Here’s how it generally happens:
- The scammer lists a vehicle for sale, typically at a price that seems too good to be true.
- The unsuspecting buyer contacts the seller, who then claims that the transaction will be protected under eBay’s Vehicle Purchase Protection program.
- The scammer sends an email to the buyer that appears to be from eBay, confirming that the vehicle is eligible for the protection program. The seller then requests payment via wire transfer or gift cards instead of through eBay’s secure payment system.
- The buyer, thinking they’re protected, proceeds with the transaction and sends the payment to the seller.
- After receiving the payment, the scammer disappears, and the buyer is left with no vehicle and loses their money.
Below is an example of what that fake email could look like:
Notice how it’s priced way below market value, and how the seller requests payment through gift cards. These are dead giveaways of a scam.
To avoid this scam, always conduct vehicle purchases through eBay’s official channels and never send payments outside of the platform. More importantly, when it comes to vehicles, remember this rule — never pay for a vehicle before you’ve seen it in person and verified its authenticity.
What to do if you get scammed on eBay?
If you suspect that you have been scammed on eBay, the first thing to do is to contact the seller and try to resolve the issue directly with them. If that doesn’t work, you can open a dispute with eBay’s Resolution Center.

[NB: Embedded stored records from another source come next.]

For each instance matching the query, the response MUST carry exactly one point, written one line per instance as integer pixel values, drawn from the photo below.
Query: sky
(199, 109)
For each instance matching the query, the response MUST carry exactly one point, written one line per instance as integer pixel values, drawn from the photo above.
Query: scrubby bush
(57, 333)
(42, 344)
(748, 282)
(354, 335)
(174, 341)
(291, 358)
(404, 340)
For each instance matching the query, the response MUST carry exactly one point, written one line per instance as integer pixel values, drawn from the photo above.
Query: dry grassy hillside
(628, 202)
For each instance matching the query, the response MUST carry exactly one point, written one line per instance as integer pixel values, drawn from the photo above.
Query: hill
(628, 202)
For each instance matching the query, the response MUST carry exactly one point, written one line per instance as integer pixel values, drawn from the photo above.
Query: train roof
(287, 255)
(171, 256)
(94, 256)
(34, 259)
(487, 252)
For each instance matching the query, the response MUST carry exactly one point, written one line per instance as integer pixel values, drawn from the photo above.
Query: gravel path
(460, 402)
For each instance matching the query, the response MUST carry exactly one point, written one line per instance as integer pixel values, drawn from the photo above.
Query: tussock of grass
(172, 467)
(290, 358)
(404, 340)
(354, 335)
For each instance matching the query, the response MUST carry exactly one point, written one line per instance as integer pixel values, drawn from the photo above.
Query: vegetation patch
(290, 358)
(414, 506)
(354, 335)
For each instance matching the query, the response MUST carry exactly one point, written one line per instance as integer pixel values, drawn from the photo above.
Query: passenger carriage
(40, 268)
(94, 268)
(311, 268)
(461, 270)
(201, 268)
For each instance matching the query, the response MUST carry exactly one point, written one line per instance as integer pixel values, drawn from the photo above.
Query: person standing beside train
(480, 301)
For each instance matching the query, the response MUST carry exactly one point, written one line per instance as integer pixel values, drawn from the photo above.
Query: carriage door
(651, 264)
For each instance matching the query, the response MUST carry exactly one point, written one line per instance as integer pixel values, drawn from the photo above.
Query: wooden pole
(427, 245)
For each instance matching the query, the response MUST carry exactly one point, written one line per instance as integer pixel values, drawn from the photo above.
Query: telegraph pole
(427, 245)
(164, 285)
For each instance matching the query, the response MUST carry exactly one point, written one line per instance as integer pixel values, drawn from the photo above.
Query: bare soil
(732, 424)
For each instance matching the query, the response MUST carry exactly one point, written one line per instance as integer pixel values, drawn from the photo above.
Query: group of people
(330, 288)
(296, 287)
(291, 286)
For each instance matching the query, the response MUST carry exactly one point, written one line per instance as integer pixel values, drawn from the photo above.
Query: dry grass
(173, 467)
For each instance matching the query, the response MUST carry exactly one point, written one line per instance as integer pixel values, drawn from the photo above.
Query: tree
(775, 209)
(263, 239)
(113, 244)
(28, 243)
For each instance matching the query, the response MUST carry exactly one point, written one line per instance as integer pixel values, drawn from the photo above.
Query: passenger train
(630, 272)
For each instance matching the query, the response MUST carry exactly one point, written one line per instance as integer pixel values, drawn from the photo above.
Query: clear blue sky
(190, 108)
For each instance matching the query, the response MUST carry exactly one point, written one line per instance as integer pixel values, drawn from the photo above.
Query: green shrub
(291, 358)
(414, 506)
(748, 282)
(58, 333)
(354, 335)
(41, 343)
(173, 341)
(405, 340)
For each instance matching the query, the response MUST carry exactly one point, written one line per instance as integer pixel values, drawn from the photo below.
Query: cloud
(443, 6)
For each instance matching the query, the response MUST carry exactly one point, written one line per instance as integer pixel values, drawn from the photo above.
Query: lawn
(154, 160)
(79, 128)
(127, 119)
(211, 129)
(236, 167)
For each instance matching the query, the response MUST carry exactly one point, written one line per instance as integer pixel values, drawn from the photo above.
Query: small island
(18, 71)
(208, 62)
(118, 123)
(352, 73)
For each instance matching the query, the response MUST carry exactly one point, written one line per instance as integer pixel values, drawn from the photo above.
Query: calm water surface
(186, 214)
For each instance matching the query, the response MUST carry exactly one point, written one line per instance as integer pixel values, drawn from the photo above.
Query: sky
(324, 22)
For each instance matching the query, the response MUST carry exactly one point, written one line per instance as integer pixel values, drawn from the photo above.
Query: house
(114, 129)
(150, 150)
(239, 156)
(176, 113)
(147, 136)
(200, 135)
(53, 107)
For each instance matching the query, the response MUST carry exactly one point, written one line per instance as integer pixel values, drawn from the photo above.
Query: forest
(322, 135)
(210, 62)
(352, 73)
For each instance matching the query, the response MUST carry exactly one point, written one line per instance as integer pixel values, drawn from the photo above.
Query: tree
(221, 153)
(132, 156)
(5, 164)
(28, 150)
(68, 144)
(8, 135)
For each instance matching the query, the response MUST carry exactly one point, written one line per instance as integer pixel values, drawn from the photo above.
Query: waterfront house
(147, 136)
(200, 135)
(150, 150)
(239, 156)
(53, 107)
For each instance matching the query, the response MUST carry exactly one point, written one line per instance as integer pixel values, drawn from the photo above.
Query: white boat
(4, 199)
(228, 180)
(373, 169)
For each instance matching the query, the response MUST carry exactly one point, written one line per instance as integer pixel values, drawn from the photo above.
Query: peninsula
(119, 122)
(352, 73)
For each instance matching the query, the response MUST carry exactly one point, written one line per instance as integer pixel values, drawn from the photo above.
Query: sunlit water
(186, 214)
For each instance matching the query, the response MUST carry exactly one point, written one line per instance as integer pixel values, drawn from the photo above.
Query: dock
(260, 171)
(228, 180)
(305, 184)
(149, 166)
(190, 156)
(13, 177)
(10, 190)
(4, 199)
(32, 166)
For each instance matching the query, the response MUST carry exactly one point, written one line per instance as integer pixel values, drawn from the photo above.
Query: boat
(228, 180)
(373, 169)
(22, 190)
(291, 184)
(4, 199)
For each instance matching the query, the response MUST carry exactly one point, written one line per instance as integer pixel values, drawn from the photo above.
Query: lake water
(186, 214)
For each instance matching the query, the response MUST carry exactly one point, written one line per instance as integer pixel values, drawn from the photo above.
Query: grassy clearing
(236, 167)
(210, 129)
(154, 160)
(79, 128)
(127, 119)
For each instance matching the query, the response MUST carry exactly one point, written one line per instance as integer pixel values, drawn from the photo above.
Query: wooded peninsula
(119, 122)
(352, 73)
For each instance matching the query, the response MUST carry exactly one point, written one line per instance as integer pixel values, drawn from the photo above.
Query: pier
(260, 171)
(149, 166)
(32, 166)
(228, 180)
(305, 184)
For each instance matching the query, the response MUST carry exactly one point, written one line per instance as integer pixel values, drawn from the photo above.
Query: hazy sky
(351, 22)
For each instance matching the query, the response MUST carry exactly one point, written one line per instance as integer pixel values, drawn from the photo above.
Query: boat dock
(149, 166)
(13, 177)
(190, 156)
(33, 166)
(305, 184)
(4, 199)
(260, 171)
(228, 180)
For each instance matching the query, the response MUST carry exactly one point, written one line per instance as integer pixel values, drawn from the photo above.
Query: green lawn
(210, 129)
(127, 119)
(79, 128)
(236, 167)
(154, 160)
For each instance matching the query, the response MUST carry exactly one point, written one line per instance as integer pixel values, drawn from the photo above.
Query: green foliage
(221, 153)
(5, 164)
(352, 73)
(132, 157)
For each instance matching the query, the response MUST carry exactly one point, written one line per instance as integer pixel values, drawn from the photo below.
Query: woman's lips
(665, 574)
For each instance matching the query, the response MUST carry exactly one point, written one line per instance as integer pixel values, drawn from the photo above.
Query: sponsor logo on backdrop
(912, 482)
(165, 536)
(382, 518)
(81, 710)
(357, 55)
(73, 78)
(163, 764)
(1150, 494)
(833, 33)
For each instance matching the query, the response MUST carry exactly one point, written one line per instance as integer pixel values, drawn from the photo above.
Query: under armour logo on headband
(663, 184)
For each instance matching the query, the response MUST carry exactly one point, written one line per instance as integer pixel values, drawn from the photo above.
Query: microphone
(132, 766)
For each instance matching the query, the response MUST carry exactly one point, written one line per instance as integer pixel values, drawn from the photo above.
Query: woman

Will eBay refund me if I get scammed?
Yes, but only if you abide by the platform’s policies. For buyers, that means paying for the item through eBay’s secure payment system,not outside of it. For sellers, that means shipping the item to the buyer’s confirmed address and providing a valid tracking number.
How do I protect myself from scams on eBay?
To protect yourself from eBay scams, there is one rule of thumb that applies to both buyers and sellers — always use eBay’s official channels and never process transactions outside the platform. Learn about eBay’s policies and how their security policies work. If you’re being asked to do something out of the norm, then it’s likely a scam.